📖 Read the manuscript.
🔗 Gather more information on zuco-benchmark.com
💻 Look at our code for creating the baseline results
🏆 Create models or custom feature sets and participate in our challenge at EvalAI
The Zurich Cognitive Language Processing Corpus (ZuCo 2.0) is a dataset combining EEG and eye-tracking recordings from subjects reading natural sentences as a resource for the investigation of the human reading process in adult English native speakers.
The benchmark is a cross-subject classification to distinguish between normal reading and task-specific information searching.
This repository is supposed to give you a starting point to participate in our challenge.
To run the code, follow the steps:
Version: Python 3.7.16
Using newer versions may lead to conflicts with h5py.

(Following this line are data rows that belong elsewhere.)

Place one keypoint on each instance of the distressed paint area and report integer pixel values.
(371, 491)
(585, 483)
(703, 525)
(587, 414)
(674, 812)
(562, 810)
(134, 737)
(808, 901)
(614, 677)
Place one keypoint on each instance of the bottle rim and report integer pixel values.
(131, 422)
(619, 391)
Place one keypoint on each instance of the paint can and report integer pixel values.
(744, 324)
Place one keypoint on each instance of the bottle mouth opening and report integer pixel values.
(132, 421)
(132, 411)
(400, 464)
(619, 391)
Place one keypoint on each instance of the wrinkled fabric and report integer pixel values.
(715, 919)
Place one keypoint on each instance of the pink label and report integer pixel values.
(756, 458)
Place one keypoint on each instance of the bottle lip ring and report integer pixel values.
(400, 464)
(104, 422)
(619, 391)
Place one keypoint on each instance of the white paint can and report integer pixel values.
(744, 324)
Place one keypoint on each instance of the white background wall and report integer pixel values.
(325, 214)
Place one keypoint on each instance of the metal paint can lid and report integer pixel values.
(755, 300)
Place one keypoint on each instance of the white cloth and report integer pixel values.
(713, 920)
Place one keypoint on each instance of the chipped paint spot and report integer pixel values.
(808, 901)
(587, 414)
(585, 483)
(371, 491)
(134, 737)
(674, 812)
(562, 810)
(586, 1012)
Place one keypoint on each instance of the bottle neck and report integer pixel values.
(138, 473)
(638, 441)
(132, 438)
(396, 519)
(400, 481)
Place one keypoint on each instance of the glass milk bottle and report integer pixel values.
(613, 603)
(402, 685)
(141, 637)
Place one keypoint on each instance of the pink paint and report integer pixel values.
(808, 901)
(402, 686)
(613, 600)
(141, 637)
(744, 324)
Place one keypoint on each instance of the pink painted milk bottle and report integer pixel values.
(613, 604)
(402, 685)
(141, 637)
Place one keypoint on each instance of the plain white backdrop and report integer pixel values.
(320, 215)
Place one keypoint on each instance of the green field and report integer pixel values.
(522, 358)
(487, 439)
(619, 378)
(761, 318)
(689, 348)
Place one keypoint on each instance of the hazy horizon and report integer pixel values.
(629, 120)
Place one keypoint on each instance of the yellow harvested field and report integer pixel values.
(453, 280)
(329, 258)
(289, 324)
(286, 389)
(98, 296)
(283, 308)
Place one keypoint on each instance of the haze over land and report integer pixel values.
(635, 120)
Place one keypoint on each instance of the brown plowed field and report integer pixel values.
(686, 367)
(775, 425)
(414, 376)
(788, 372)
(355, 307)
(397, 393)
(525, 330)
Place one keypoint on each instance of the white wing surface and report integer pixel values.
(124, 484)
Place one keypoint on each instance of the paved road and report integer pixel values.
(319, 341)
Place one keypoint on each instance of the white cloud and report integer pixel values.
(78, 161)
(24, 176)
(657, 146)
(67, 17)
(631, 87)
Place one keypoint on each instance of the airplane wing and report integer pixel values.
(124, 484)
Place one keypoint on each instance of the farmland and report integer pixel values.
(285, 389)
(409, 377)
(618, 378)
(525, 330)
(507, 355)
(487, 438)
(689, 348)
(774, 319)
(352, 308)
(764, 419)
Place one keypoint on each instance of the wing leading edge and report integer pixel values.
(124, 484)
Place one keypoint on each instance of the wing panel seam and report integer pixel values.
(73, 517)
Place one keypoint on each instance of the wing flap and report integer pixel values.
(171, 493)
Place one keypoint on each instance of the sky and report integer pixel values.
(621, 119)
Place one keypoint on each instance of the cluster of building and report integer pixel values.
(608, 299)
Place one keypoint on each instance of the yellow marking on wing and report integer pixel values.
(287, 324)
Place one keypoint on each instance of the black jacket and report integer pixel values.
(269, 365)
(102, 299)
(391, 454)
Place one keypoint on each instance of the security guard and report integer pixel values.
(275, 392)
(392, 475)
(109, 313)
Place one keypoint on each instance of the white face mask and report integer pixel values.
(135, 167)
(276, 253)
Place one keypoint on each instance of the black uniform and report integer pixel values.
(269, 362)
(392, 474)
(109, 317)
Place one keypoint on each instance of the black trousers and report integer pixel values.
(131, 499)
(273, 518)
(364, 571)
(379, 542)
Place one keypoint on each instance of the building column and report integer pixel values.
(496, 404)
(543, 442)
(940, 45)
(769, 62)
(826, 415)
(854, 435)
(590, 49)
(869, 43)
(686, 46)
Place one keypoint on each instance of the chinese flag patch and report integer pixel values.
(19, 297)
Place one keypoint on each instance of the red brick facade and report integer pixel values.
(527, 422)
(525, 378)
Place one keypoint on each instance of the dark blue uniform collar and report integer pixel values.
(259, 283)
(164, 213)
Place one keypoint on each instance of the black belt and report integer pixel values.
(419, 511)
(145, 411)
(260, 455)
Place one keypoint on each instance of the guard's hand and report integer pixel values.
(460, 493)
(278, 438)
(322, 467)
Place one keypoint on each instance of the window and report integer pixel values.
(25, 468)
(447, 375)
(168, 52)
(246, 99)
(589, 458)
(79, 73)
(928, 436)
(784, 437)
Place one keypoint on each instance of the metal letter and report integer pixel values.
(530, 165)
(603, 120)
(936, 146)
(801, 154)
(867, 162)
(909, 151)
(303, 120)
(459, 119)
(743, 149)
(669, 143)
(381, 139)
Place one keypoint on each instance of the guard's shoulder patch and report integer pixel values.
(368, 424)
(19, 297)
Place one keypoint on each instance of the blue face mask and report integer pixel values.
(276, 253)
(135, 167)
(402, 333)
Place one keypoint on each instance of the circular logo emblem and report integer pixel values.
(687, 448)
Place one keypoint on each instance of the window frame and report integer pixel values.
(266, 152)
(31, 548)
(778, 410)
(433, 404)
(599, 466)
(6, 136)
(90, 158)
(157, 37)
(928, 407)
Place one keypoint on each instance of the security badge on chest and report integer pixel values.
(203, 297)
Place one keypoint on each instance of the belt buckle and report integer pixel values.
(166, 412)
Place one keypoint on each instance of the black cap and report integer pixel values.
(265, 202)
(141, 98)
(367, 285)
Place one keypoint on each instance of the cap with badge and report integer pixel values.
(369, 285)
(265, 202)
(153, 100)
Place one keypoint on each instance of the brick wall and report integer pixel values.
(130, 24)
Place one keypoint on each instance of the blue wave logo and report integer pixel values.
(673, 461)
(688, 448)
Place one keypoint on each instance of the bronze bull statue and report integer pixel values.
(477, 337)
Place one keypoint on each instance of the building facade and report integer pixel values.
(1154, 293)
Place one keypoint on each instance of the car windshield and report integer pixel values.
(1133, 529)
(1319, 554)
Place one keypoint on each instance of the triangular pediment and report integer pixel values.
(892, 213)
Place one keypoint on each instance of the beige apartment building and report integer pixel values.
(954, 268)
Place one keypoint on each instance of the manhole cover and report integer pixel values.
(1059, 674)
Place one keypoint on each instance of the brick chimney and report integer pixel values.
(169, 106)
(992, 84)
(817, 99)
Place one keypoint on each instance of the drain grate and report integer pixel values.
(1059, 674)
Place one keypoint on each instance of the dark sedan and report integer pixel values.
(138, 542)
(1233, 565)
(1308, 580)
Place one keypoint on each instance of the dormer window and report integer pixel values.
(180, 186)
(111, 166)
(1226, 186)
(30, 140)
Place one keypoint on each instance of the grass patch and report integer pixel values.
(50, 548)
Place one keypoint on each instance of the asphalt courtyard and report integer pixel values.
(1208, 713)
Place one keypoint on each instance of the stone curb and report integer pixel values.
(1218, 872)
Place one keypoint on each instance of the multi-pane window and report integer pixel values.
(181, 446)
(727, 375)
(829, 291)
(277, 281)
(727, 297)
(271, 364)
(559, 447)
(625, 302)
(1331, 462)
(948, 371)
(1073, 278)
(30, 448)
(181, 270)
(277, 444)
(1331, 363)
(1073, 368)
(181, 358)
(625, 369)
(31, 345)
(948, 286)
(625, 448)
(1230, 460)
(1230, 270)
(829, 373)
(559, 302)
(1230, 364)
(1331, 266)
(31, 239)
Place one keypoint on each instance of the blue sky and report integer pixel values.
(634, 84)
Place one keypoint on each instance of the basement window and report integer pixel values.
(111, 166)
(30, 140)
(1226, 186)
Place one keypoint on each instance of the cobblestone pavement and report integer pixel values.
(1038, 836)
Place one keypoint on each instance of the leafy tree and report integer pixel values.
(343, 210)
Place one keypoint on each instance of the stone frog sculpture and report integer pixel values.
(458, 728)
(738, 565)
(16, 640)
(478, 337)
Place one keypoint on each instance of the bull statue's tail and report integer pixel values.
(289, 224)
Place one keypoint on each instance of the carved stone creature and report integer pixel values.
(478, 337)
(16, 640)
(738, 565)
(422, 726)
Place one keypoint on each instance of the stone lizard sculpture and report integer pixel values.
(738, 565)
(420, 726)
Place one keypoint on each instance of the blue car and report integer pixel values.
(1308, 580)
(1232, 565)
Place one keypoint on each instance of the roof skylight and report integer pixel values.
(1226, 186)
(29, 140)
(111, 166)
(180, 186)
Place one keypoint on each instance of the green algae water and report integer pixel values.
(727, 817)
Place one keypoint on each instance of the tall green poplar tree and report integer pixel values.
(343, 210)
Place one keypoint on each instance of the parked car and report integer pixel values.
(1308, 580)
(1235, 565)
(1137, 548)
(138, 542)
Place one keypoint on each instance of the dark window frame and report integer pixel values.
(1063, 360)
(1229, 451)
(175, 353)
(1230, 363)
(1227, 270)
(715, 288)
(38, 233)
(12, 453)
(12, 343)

Should you encounter any installation difficulties, please don't hesitate to open an issue.
- Install pip
- Create a virtual environment and activate it
- Run
pip install -r requirements.txt
You can also download individual files from the OSF
To download the whole dataset, execute
bash get_data.sh
If you do not want to download the whole dataset, you can download the extracted features for each subject and feature set.
To do so, download features.zip, place the file under zuco-benchmark/src/
and unzip it.
cd src
Run the code to produce baseline predictions with the SVM.
python benchmark_baseline.py
If you downloaded the whole dataset, the script will first extract the selected feature sets from the .mat
files, which will take a while.
You can use the code in benchmark_baseline.py
as a starting point and:
- Try different models.
- Use other feature sets or combinations. See config.py for available feature sets
- Create your own feature combinations. To do that, take a look at the feature-extraction and add your own feature combination there.
To experiment with different models or feature combinations, you can use the validation.py, which tests your configuration using leave-one-out cross-validation on the training data.
If you have create_submission
enabled in the config, benchmark_baseline.py
will automatically create a submission file in the correct format.
For the submission format, check out the example files.
Head to EvalAI, fill in the required information and upload your submission.json.